Cuadras, kilómetros
A dos cuadras de mi casa, a dos cuadras nada más, se abrió una sucursal de Atalaya. Nunca fui a la original, la de la ruta 2; pero a esta otra, la de mi barrio, ya fui en cambio varias veces. No la pienso ni la siento como un desprendimiento de aquella, aunque esencialmente lo sea: ni una copia de la auténtica, ni el remedo de un hic et nunc irrepetible. Así como voy a Kentucky sin pensar en Puente Pacífico, así como voy a un Havanna sin pensar en Mar del Plata, voy ahora a este Atalaya: olvidando la ruta 2.
Y sin embargo, hay algo en él que me perturba. Y es que el cartel declara su año, declara su historia, su tradición, dice 1942; y eso choca con su condición de novedad en Villa Crespo (en esa esquina, por otra parte, existió nada menos que el ABC: otra historia y otra tradición). Y la condición que allí mismo declara no es la de bar o de café, sino la de parador. Y en las tazas y tacitas repite un slogan: “Tu viaje está mejor”.

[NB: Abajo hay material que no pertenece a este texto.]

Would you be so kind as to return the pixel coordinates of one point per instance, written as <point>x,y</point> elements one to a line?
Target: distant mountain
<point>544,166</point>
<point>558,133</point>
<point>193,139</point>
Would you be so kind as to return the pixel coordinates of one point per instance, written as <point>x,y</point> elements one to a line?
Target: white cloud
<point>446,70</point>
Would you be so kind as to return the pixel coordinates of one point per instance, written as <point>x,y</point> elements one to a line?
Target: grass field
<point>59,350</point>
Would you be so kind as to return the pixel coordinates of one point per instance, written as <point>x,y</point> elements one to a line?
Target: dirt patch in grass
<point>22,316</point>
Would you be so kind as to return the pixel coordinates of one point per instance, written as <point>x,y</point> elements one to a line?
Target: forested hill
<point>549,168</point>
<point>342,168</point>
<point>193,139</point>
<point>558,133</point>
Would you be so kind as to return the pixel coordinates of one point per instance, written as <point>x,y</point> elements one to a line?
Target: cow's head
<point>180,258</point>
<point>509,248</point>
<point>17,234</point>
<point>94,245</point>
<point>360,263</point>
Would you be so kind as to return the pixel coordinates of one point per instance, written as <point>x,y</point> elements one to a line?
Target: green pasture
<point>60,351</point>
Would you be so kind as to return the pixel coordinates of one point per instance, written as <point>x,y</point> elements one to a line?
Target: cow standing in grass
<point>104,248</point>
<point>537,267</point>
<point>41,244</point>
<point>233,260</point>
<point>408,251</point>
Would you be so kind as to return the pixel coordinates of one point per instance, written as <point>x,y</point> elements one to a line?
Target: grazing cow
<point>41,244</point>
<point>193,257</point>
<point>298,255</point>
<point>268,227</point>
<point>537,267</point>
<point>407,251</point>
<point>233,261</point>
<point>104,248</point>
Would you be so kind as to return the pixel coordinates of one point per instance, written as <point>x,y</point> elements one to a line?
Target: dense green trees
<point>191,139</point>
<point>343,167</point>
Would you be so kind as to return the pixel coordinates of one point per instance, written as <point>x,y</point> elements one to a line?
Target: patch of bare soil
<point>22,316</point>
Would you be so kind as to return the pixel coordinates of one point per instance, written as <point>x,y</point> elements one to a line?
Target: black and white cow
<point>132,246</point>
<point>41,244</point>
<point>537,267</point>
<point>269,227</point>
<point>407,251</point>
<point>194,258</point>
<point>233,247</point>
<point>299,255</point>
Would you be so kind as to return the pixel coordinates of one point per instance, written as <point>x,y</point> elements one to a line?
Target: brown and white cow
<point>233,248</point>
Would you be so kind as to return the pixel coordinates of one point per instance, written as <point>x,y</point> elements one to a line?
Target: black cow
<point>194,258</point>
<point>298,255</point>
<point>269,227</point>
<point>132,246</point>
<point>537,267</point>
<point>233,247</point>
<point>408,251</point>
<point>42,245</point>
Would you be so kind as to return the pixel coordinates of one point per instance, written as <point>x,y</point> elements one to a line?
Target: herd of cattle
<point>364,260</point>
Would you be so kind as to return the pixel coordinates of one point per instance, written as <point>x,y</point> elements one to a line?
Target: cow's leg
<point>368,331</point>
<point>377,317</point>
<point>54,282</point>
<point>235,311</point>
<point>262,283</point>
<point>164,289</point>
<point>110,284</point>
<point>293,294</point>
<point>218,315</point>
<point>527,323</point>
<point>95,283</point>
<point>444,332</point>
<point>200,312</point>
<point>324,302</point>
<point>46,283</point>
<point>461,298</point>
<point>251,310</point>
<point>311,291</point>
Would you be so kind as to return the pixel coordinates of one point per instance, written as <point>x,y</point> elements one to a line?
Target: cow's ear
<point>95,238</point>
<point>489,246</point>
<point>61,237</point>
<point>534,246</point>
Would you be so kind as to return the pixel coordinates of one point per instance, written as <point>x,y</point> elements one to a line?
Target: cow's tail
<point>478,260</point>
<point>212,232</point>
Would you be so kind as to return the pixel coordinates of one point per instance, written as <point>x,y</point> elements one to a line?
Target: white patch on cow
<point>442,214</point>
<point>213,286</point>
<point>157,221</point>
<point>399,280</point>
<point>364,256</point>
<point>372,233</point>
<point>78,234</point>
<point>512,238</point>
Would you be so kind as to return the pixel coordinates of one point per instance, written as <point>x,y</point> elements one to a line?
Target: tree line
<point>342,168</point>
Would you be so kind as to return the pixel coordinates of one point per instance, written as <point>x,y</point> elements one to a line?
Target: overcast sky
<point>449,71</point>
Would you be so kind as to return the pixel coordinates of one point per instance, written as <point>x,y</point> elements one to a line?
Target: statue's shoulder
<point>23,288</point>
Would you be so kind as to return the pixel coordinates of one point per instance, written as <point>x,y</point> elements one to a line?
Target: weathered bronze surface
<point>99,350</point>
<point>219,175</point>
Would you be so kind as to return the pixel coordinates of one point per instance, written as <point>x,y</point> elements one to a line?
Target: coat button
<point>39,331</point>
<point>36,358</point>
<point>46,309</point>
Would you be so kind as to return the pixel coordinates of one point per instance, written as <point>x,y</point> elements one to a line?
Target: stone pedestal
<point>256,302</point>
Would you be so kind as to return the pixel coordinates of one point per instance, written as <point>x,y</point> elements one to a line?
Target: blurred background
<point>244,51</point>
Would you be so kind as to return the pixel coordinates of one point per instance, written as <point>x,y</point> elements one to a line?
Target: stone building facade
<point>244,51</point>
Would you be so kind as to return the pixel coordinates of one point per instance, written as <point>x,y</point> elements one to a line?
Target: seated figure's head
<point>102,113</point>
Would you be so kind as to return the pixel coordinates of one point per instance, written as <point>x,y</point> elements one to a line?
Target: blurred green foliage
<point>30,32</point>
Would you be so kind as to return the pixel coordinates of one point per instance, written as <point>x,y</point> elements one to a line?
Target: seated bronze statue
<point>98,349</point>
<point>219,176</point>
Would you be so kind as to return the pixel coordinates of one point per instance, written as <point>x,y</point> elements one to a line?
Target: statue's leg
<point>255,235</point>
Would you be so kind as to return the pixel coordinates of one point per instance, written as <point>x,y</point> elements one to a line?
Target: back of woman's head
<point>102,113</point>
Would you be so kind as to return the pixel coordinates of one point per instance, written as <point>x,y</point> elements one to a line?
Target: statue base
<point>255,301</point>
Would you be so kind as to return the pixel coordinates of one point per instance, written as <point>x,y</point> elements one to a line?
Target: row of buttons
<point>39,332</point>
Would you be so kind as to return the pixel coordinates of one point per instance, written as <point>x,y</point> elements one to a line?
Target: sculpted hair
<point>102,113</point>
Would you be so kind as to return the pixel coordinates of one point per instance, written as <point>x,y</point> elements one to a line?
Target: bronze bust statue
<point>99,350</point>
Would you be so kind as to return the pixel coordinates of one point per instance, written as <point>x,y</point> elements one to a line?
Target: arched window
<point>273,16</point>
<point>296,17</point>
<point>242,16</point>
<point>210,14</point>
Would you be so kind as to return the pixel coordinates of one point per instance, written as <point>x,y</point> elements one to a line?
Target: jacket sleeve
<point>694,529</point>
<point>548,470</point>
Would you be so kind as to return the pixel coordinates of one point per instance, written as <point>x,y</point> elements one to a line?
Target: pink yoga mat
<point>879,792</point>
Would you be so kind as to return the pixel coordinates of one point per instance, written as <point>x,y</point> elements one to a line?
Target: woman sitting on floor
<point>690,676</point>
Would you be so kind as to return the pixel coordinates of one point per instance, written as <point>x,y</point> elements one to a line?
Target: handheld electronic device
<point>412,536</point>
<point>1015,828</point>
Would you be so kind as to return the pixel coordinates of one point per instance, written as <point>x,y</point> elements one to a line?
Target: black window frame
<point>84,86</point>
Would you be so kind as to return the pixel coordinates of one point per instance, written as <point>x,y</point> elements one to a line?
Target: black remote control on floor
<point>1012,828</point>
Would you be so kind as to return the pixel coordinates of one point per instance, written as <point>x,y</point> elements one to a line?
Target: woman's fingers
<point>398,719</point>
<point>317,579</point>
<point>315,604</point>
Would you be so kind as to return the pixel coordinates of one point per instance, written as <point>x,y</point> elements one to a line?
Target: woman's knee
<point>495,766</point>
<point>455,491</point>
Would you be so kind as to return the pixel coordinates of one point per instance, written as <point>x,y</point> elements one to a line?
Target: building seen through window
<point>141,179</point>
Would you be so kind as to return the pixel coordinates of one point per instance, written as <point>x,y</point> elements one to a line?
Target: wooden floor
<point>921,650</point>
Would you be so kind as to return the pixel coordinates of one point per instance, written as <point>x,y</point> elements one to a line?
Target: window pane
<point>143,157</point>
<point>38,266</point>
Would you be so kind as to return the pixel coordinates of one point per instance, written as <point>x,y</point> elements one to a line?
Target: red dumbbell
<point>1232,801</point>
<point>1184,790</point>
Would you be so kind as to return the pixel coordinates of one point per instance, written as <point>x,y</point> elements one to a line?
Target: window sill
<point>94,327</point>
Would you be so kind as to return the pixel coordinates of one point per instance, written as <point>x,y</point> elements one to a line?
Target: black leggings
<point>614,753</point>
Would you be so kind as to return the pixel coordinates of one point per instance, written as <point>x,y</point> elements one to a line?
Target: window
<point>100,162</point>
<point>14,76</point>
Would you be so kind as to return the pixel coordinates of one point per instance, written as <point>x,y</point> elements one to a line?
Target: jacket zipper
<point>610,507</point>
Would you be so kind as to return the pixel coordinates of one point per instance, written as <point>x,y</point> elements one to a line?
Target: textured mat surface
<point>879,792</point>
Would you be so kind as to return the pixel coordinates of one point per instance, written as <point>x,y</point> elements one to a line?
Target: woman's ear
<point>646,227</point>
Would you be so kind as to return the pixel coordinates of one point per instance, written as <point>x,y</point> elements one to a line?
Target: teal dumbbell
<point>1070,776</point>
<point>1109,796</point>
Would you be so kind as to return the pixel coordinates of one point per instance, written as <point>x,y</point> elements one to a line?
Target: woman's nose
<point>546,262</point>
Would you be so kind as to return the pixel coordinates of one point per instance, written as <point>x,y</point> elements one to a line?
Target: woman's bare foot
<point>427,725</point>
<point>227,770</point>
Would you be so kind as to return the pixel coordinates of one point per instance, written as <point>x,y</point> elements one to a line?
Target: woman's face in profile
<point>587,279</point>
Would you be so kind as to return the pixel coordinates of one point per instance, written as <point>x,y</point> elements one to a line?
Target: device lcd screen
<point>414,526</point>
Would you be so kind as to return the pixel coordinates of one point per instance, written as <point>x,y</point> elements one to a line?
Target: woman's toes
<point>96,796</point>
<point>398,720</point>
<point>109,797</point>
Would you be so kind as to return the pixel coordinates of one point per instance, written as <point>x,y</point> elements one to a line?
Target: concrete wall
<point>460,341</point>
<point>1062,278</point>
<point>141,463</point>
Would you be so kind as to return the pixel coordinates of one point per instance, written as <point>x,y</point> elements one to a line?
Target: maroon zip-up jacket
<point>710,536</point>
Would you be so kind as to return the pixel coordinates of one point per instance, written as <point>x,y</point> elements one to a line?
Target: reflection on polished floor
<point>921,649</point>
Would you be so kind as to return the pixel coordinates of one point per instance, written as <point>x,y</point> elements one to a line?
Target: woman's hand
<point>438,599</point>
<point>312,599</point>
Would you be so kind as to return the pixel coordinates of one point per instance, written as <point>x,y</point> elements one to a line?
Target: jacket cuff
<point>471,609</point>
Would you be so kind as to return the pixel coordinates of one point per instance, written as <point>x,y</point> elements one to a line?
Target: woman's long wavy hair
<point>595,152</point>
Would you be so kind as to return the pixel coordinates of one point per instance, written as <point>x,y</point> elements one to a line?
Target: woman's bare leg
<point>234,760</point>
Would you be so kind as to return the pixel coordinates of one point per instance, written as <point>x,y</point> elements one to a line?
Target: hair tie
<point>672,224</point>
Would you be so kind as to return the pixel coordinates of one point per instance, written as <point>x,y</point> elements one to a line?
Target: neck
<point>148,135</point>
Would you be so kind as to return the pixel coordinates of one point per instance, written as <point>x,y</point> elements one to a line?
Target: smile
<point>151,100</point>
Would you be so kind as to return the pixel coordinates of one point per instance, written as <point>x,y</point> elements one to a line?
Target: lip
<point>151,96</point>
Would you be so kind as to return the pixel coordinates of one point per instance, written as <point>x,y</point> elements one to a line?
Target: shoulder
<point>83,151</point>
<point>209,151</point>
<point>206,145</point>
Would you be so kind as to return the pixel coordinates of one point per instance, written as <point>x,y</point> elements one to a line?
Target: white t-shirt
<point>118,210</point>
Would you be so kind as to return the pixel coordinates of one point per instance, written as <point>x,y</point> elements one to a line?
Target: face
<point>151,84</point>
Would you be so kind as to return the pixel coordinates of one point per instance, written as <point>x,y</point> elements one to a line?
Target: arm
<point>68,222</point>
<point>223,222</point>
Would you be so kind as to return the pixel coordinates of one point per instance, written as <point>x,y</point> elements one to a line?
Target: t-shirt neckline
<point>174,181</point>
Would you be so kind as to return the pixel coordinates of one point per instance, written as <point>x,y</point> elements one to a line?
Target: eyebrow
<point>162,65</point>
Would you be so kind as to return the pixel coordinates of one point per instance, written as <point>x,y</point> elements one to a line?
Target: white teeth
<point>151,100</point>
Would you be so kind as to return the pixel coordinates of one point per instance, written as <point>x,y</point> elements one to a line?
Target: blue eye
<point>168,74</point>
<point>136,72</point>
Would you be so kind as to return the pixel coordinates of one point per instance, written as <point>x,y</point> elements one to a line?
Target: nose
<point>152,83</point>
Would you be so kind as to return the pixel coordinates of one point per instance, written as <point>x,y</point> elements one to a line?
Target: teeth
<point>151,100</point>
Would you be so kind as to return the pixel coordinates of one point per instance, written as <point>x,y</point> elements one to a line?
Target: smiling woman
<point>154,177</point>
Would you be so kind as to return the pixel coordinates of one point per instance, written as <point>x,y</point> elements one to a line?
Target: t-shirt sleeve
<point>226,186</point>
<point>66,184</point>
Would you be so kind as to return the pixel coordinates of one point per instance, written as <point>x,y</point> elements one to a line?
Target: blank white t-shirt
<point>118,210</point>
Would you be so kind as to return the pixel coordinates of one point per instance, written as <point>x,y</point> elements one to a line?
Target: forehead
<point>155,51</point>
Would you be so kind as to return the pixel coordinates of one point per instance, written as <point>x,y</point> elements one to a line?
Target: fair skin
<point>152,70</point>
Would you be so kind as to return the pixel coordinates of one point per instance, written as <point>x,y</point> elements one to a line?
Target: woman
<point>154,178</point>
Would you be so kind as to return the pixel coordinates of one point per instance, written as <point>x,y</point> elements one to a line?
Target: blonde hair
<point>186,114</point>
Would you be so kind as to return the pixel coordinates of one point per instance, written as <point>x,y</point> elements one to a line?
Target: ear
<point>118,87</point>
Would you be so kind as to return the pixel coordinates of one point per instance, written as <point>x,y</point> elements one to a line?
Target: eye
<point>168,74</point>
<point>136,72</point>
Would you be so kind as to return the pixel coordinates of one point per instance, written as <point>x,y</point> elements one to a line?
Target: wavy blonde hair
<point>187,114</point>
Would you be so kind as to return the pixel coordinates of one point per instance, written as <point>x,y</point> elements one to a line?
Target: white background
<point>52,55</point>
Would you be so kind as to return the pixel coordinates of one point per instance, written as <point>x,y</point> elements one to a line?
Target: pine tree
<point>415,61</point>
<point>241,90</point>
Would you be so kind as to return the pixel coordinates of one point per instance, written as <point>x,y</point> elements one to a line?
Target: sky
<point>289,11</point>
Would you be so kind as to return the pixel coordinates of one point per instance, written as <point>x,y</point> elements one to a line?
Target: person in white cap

Pero uno no está de viaje ni está haciendo una parada. Uno no ha salido del barrio, uno está prácticamente en su casa. ¿Qué es entonces esta ficción de banquina, de vacación, de área de servicio? Los cafés, para el que los frecuenta, funcionan como una ilusión de hogar en cualquier parte del mundo; no importa qué tan ajena nos resulte una ciudad: si hay un café donde acodarse, un pocillo, una ventana, un mozo que está por ahí, parroquianos de otras mesas, el efecto de familiaridad se asegura, como si no nos hubiésemos movido. ¿Qué pasa entonces con este lugar que, apenas a dos cuadras de casa, nos hace sentir en viaje, nos sugiere que andamos lejos?